There was a time, whippersnappers, when we couldn’t go shopping on Sunday in these parts. The churches ruled retail, at least on that day. Basically, we were then what North Dakota is now.
Some people in North Dakota would like to be a little more Minnesotan, at least on that day. So an effort is underway in the legislative assembly to repeal the law that requires businesses to stay closed, the Grand Forks Herald reports.
“Even though we want to make sure that we protect people’s ability to have time to practice their religion or spend time with their family … it’s not the responsibility of the North Dakota state government to say, ‘This is the time,’” Rep. Shannon Roers Jones, R-Fargo, told the House Industry, Business and Labor Committee during a hearing on Wednesday.
It’s going to be a tough sell. The committee took no action on the proposal. Two years ago, a similar bill was narrowly defeated.
The governor is for repeal, but the pastors are not.

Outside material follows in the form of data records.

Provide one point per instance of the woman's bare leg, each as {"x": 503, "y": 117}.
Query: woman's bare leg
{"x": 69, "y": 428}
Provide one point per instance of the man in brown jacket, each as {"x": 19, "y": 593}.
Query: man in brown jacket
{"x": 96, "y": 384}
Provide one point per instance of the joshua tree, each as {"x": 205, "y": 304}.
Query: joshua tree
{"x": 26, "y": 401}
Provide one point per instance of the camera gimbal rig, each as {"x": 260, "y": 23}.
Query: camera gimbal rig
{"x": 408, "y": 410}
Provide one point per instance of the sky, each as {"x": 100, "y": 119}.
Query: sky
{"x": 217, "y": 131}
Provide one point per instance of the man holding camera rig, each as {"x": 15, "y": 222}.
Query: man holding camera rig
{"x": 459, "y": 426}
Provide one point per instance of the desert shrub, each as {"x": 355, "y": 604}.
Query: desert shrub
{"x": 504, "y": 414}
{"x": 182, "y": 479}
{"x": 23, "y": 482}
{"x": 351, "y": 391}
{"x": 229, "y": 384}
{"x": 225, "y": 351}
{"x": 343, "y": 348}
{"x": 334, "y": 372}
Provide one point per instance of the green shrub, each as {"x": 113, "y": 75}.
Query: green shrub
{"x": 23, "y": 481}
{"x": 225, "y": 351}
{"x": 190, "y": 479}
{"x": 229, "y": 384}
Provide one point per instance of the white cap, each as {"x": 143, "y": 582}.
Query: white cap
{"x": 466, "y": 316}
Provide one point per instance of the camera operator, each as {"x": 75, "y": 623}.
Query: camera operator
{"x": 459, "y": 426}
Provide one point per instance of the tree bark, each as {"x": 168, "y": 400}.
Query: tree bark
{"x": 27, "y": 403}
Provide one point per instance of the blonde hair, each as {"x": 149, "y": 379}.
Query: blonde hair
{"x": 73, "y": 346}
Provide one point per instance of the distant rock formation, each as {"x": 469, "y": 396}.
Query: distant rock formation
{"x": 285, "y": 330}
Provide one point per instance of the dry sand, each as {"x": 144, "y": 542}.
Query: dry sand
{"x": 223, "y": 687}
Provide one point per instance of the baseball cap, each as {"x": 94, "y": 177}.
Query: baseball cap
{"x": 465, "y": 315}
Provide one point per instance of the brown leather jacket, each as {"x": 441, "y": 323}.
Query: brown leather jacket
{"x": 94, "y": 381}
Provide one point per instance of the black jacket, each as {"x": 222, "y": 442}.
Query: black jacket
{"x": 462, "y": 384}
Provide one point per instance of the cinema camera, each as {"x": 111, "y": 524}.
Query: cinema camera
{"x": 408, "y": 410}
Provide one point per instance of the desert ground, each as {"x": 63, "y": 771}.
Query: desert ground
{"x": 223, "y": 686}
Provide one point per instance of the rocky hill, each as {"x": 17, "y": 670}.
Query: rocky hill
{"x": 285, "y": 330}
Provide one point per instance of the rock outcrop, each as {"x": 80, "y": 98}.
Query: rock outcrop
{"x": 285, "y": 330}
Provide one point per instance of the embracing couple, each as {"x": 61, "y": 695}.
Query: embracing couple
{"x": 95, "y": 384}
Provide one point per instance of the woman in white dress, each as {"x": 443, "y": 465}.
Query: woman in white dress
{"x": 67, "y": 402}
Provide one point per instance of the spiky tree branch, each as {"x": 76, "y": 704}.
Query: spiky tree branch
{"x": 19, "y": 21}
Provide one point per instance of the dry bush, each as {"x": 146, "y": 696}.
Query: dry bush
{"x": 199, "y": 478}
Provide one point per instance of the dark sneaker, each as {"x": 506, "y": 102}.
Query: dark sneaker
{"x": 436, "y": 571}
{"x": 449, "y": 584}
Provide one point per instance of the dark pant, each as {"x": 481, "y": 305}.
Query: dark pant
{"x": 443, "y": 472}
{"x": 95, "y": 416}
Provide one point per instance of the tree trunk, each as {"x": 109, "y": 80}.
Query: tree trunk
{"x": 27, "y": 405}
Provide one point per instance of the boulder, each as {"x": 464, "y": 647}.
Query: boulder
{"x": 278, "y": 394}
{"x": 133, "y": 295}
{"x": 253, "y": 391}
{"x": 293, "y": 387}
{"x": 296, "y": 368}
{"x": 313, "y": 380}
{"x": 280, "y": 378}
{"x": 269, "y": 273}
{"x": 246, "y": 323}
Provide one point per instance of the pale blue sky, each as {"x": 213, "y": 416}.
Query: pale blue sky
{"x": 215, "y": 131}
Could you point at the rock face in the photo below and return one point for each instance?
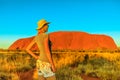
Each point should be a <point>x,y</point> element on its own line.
<point>71,40</point>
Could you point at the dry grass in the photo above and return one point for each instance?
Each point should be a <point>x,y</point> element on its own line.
<point>70,64</point>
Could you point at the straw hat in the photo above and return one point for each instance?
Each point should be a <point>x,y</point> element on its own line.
<point>41,23</point>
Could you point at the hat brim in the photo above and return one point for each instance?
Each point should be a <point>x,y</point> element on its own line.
<point>43,25</point>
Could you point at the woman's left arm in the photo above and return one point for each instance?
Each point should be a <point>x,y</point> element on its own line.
<point>46,43</point>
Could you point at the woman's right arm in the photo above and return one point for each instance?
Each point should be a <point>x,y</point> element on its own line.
<point>29,47</point>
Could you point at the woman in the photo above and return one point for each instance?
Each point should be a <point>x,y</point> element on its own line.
<point>44,63</point>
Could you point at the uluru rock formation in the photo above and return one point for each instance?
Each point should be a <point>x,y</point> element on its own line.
<point>71,40</point>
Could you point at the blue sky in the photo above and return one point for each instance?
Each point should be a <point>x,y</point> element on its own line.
<point>18,18</point>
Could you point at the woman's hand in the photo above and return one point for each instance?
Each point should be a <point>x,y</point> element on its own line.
<point>53,68</point>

“Will it make us a better society if we can buy anything we want seven days a week?” said the Rev. Douglas VanderMeulen of the Community Baptist Church in Fargo.
Indeed, a lot of North Dakotans are using the morning for rest and reflection, but many are doing so in the parking lots of stores while waiting for them to open.
Roers Jones says it goes against Republican values of personal responsibility and limited government to keep the restrictions in place.